Molecular Engineering of Insulin Icodec, the First Acylated Insulin Analog for Once-Weekly Administration in Humans
Kjeldsen TB, Hubálek F, Hjørringgaard CU, Tagmose TM, Nishimura E, Stidsen CE, Porsgaard T, Fledelius C, +10 more
Journal of Medicinal Chemistry (2021)
Three insulin substitutions (A14E, B16H, B25H) plus a C20 fatty-diacid acylation at LysB29 — the molecular-engineering combination that produced a ~196-hour terminal half-life and made once-weekly basal insulin a clinical reality.
This is the Novo Nordisk research-group paper that describes the molecular engineering rationale for insulin icodec (Awiqli) — the first once-weekly basal insulin analog approved for human therapeutic use. The molecule was designed against three simultaneous constraints: a plasma half-life long enough to support once-weekly subcutaneous administration, sufficiently reduced insulin-receptor affinity to flatten the glucose-disposal time course across the seven-day dosing interval, and retained subcutaneous-absorption pharmacology compatible with prefilled-pen delivery. The Kjeldsen authors describe the iterative substitution-and-acylation program that produced icodec from a panel of candidate molecules.
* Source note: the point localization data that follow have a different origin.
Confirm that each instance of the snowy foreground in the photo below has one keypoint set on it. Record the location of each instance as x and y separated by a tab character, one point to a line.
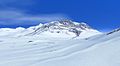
41	50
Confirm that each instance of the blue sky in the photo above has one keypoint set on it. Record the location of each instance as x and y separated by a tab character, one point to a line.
103	15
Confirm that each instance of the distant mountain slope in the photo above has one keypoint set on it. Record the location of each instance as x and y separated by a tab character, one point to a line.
41	50
62	28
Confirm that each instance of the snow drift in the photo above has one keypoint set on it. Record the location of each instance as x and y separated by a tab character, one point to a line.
53	44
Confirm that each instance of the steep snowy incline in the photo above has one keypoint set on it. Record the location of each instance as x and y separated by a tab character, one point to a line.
99	50
65	28
60	29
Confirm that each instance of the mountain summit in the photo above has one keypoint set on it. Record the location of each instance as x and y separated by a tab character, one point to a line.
64	28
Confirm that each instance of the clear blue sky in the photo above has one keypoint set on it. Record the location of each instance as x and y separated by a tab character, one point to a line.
103	15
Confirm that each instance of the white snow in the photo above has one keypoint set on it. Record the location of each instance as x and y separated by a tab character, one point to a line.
54	49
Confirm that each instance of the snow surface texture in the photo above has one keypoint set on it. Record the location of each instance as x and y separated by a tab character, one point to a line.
36	47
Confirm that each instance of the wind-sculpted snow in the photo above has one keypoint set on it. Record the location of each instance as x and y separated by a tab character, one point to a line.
98	50
57	44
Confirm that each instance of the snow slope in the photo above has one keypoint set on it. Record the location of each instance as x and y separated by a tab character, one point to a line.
41	50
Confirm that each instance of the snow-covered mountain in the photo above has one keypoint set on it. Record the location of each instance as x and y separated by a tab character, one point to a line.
65	28
48	45
62	28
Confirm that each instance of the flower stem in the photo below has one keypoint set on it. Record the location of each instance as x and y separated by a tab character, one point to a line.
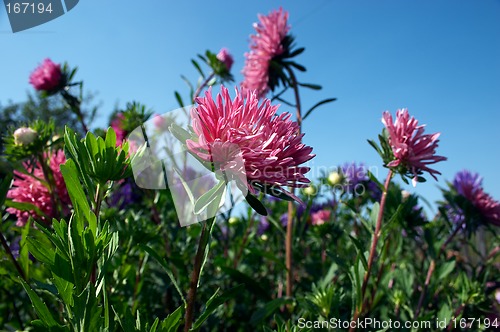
75	105
431	269
195	276
289	228
373	249
11	256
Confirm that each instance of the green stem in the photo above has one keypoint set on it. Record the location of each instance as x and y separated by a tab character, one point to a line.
373	249
289	229
195	276
202	86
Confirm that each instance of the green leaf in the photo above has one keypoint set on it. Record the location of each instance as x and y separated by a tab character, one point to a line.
310	86
256	204
360	250
77	196
269	308
209	197
445	269
173	321
40	307
64	288
163	263
318	104
180	133
5	184
42	252
248	281
214	302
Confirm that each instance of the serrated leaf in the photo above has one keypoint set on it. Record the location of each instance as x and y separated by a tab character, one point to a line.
173	321
269	308
164	265
40	307
214	302
209	197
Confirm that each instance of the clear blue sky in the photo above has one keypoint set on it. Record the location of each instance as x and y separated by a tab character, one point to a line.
440	59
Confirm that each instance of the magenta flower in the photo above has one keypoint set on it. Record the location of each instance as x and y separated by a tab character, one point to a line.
413	150
241	129
469	185
47	76
226	58
265	45
117	125
320	217
27	189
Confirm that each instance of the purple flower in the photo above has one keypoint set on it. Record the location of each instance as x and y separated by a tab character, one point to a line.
469	185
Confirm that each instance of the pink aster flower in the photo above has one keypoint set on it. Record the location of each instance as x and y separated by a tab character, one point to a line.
469	185
412	149
241	129
117	125
264	46
47	76
27	189
320	217
226	58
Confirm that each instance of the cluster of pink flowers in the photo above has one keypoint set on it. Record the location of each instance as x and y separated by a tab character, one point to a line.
470	186
267	143
265	45
27	189
411	147
117	125
47	76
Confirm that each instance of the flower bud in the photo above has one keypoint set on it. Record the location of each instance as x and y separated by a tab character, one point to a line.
310	191
24	136
334	178
226	58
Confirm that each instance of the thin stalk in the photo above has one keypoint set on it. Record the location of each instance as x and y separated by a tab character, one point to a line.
431	269
195	276
289	228
373	249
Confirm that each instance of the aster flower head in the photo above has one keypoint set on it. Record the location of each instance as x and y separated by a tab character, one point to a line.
24	136
226	58
412	150
468	186
249	142
265	64
28	189
48	77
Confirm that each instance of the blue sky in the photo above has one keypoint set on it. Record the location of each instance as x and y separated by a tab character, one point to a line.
439	59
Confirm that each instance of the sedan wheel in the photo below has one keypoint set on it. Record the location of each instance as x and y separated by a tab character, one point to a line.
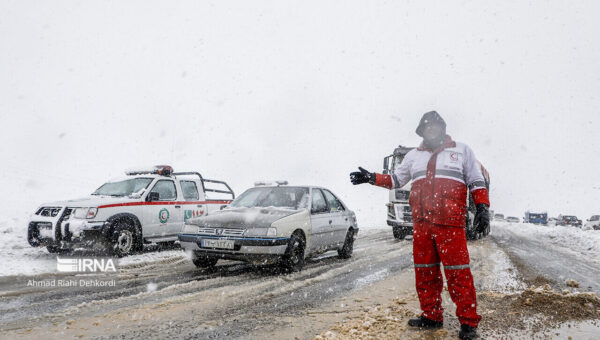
348	247
293	260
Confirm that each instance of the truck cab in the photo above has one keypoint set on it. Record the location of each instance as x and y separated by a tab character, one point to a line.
399	214
123	214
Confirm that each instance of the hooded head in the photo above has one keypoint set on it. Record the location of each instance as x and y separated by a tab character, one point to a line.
432	128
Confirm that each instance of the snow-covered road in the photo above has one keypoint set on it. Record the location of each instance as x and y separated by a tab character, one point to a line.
162	294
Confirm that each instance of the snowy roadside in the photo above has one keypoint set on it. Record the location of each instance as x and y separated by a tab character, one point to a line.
569	239
510	309
22	259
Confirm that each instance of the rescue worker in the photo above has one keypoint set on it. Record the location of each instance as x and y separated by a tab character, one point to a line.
442	171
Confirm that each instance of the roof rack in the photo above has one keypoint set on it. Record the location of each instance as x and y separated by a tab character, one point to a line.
229	191
268	183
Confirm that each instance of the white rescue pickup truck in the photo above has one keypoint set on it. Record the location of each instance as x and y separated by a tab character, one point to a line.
122	215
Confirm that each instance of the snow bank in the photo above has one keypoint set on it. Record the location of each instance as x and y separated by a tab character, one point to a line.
19	257
571	239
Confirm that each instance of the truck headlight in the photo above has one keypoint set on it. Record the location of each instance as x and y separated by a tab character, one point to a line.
83	213
92	212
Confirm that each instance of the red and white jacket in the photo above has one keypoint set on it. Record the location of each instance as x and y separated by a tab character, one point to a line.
440	181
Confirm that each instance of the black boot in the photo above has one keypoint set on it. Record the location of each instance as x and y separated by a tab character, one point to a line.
467	332
423	322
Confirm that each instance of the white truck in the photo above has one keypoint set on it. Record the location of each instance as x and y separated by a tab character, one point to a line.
146	206
399	213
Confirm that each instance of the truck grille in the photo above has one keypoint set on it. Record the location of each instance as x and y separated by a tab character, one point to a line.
221	232
48	211
402	195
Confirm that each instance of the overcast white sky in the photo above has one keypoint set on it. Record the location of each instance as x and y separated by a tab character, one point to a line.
298	90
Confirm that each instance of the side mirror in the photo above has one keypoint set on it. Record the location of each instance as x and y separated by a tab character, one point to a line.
153	196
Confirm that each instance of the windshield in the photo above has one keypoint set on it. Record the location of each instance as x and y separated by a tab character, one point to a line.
396	162
283	197
123	188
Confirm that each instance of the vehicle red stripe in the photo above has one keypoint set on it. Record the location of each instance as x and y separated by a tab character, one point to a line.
129	204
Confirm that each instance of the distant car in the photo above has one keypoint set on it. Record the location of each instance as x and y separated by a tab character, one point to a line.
273	224
571	220
536	217
593	223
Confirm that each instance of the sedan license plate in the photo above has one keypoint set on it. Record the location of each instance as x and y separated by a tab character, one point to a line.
221	244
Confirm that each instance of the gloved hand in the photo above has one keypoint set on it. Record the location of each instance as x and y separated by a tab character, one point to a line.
362	176
482	218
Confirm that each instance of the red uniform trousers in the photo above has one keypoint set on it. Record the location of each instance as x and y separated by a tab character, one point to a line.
433	244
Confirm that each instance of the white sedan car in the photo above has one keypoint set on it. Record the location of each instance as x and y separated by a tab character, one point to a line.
272	224
593	223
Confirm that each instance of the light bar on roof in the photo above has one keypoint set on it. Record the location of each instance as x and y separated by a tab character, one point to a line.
163	170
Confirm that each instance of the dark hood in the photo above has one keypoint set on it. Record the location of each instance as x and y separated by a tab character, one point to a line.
430	117
242	218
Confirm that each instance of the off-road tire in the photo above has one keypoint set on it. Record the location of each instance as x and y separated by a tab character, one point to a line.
204	262
125	239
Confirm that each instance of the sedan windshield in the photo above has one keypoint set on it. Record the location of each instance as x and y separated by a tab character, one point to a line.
283	197
123	188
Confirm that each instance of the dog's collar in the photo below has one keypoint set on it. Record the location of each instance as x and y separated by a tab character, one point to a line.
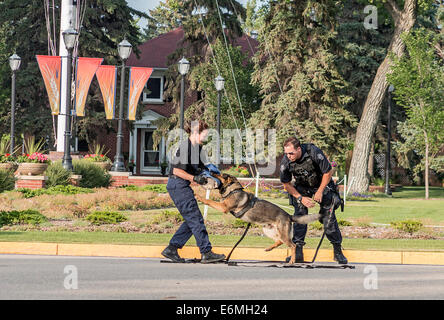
235	187
249	205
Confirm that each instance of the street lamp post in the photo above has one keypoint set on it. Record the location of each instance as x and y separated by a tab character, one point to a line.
69	37
219	82
14	63
184	67
124	49
388	191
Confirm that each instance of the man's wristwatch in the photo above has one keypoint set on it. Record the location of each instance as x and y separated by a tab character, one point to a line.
299	199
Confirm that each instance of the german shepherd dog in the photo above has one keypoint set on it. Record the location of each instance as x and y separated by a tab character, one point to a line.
244	205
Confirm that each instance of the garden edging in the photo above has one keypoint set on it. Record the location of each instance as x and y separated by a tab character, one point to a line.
142	251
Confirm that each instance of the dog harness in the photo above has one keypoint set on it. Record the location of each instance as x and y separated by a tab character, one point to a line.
249	206
237	187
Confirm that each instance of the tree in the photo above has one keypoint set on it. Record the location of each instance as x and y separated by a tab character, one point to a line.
202	28
167	16
302	89
403	18
23	29
359	52
419	81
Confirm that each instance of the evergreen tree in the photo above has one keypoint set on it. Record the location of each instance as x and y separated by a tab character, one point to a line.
419	81
403	15
303	92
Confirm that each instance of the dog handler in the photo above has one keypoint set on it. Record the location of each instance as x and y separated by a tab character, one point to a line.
185	169
312	173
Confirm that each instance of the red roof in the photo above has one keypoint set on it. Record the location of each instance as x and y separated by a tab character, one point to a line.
154	52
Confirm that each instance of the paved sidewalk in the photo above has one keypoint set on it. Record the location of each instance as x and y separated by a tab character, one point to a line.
141	251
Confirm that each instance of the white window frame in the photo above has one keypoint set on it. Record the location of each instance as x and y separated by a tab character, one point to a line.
146	100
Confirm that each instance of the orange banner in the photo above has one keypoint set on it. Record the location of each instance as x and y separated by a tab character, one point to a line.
86	68
137	80
106	76
50	67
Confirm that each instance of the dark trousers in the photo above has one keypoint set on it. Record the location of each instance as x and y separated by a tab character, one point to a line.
183	197
329	221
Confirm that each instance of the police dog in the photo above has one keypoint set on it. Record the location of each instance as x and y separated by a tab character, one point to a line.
275	221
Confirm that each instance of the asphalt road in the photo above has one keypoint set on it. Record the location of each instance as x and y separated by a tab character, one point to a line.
55	277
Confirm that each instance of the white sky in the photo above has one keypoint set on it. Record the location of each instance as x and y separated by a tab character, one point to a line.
145	5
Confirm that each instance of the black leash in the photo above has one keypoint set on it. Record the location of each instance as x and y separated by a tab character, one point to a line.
245	232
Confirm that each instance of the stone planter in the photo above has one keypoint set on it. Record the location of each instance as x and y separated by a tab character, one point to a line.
8	166
104	165
31	169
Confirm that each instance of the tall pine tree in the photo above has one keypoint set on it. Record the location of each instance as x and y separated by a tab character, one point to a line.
303	92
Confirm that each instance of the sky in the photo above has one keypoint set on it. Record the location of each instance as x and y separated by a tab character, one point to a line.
145	5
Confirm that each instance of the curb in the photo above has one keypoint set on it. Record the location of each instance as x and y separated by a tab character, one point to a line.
143	251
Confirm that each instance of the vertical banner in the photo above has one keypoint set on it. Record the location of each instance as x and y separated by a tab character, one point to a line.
137	80
50	67
106	76
86	68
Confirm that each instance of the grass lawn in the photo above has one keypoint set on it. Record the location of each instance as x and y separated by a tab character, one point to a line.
403	205
216	240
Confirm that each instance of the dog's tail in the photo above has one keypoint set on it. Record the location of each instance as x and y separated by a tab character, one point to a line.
305	219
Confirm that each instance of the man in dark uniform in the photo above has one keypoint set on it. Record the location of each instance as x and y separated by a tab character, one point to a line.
312	172
185	168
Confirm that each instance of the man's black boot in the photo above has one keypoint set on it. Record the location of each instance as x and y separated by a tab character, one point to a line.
170	252
299	255
338	255
210	256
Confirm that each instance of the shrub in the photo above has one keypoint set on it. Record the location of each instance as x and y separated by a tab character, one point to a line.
21	217
344	223
356	196
159	188
316	225
57	175
65	190
92	176
237	171
7	180
409	226
105	217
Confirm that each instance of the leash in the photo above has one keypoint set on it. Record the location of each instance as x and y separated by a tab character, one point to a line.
243	236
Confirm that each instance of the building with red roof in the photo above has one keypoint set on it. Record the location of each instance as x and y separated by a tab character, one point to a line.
138	142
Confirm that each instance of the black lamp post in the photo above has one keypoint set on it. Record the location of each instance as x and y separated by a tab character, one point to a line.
184	67
219	83
124	49
69	37
14	63
388	191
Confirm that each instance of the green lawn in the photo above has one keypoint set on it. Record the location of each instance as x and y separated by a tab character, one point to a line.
216	240
407	204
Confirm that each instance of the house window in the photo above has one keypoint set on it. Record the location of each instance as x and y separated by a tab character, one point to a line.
155	87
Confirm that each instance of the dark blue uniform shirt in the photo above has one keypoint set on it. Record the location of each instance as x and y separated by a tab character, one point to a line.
316	154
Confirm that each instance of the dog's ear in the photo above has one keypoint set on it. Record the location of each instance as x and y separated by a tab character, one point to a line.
232	179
The final molecule carries three amino acid substitutions in the native human insulin sequence — Tyr to Glu at A14 (A14E), Asn to His at B16 (B16H), and Phe to His at B25 (B25H) — and one C20 fatty-diacid acylation attached to Lys at B29 (LysB29) via a γ-Glu-OEG-OEG linker (the same linker chemistry that anchors semaglutide to albumin). The fatty-diacid acylation drives strong reversible albumin binding with affinity sufficient to confer a several-day plasma residence and protection from proteolytic and renal clearance; the A14E and B25H substitutions reduce insulin-receptor binding affinity to approximately 0.1% of human insulin, which compensates for the high plasma concentrations the long residence produces and flattens the receptor-occupancy-time profile across the dosing interval; the B16H substitution stabilizes the hexameric self-association state, slowing dissociation to bioavailable monomeric insulin and supporting the multi-day depot kinetics.
The combined molecule has a terminal plasma half-life of approximately 196 hours in human subjects (versus 4–6 minutes for native intravenous insulin and ~25 hours for the previous-generation once-daily degludec). The authors report receptor pharmacology consistent with a true insulin agonist at the IR-A and IR-B isoforms, retained but markedly reduced binding to IGF1R (consistent with the broader safety framework for engineered insulin analogs developed in the analog era), and the absence of mitogenic-bias signals against the conventional reference. The paper anchors the subsequent ONWARDS Phase 3 program (ONWARDS-1 through ONWARDS-6) that produced the regulatory evidence supporting EU approval in 2024 and FDA approval as Awiqli in March 2026 for adult type 2 diabetes after a 2024 complete response letter citing hypoglycemia concerns in type 1 disease.
The paper is a molecular-engineering and preclinical pharmacology characterization, not a clinical efficacy or safety trial. Phase 3 clinical evidence for icodec is generated in the ONWARDS program — ONWARDS-1 in insulin-naïve T2D (Rosenstock et al., N Engl J Med 2023, 389:297–308), ONWARDS-2 in basal-insulin-treated T2D switching from daily degludec (Philis-Tsimikas et al., Lancet Diabetes Endocrinol 2023, 11:414–425), and four additional pivotal trials covering basal-bolus regimens, real-world initiation, and type 1 disease. The ~196-hour terminal half-life means a dose adjustment does not reach pharmacokinetic steady state for several weeks; a hypoglycemic overdose has no rapid pharmacokinetic remedy beyond carbohydrate administration, the operational consideration the ONWARDS investigators addressed through a more conservative titration algorithm than daily-basal protocols. Industry sponsorship by Novo Nordisk is disclosed; all listed authors are Novo Nordisk employees. The paper is mechanistically rigorous and the molecular design has been replicated and characterized in independent pharmacological literature. The first-line indication is type 2 diabetes; the FDA position on type 1 diabetes use is unresolved as of mid-2026 pending additional data. The insulin peptide page anchors the broader analog landscape including the previous-generation degludec, glargine, and detemir molecules; the DCCT 1993, UKPDS 33 1998, and Brown et al. 2019 iDCL trials anchor the broader insulin-therapy clinical-evidence base.